The video drew negative reaction for evidently skewing the phrase "go downtown" into a sexual term. Bunton would constantly evade or deny this allegation, as when Michael Baggs of Popjustice put to her: "The dancers in the 'Downtown' video seem to know you very well indeed. So well that they are all pointing at your fanny. Was this your idea?", Bunton's response being: "I don't understand where this has come from. It is a dance routine and it is nothing to do with anything like that. It is everyone else's dirty little minds. Especially yours. It worries me because it is a classic and you can't make classics rude."[61] Singer Jann Arden who recorded "Downtown" for her 2007 album Uncover Me reacted to Bunton's "Downtown" video with the statement: "Petula Clark would slap [Bunton's] face"[65] though in fact Clark herself would state to being untroubled by Bunton's evidently salacious interpretation of "Downtown": "It's a pop song, for God's sake. It's not a hymn!"[59]



Saw Doctors version


In October 2011, Irish band the Saw Doctors remade "Downtown" with Petula Clark singing some lines: the track is credited to the Saw Doctors featuring Petula Clark. According to Saw Doctors' member Leo Moran the group habitually played snippets of well-known songs during their encore numbers: "One night for no particular reason we did 'Downtown' and you could see people loved it. All ages.

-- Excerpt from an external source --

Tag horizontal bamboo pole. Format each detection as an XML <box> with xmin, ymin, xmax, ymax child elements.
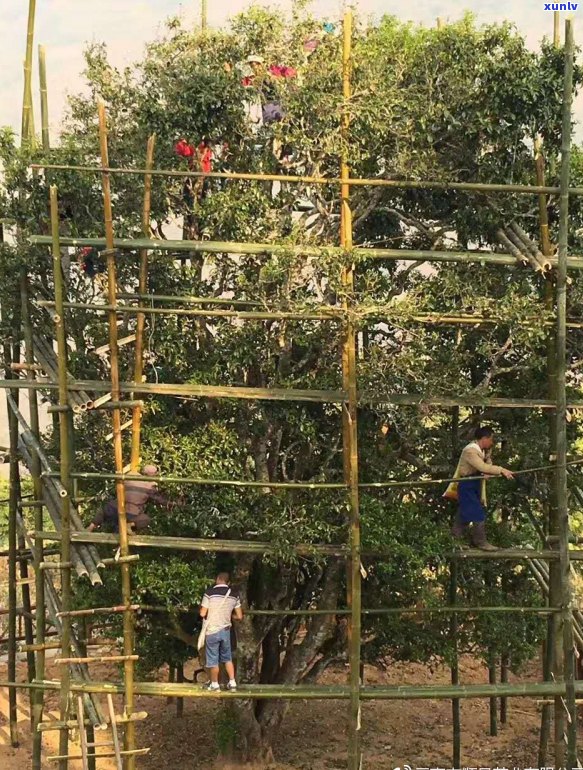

You could see it brought joy to people’s faces."[71] Some time later the Saw Doctors learned their producer Philip Tennant was friends with Petula Clark's manager John Williams and an invitation was conveyed to Clark to sing on a Saw Doctors' remake of "Downtown"; Clark being agreeable, a session was booked in a London recording studio to allow the Irish group to liaison with the European-based Clark and "Downtown" was recorded over two days with Clark arriving to record her vocal on the second day. Moran recalls: "We [the Saw Doctors] did a whole lot of work the first day. [Petula Clark] came in the second evening and we discovered that the song was in the wrong key. So we had to scrap all of the first day's work and put down the backing track with Petula because she only had a few hours that evening and wasn’t able to come back the following day. It was exciting, exhilarating, scary and privileged … rolled into one."[72]

Top Irish cinematographer Eugene O' Connor (Father Ted) directed the video for the Saw Doctor's "Downtown" which was uploaded to YouTube on 17 November 2011. Shot on the nights of 9–10 November 2011, the video focuses on the band's members walking through the town center of Galway (lead vocalist Davy Carton is also seen briefly riding in a car). Footage of Clark was shot in Paris and spliced into the completed video in which she mainly appears on the screens of televisions displayed in a shop window (the shop is in fact clothing retailer Anthony Ryans) outside of which the Saw Doctors perform on the street in the company of eight members of the Galway City Cougars cheerleading squad and also a fire juggler.[73]

Radio presenter Ray Foley (Today FM) began a campaign to make the Saw Doctors' "Downtown" the Christmas No. 1 in Ireland for 2011 encouraging sales of the track upon its 16 December 2011 release with the intent of propelling it to the No. 1 position on the Irish Singles Chart for the week ending 22 December 2011 and the Saw Doctors' "Downtown" was indeed No. 1 on iTunes Ireland for the relevant period. However, on the Irish Singles Chart dated 22 December 2011 the track debuted at No. 2 with "Cannonball" by Little Mix retaining the No. 1 position largely because of "Cannonball"'s greater availability as a CD single – 10,000 units as opposed to "Downtown"'s 2000 – making "Cannonball" a more attractive prospect for gift-buyers.[74][75][76]

On the Irish Singles Chart dated 29 December 2011 "Downtown" by the Saw Doctors featuring Petula Clark was ranked at No. 43 in its second and final week on the chart.[76]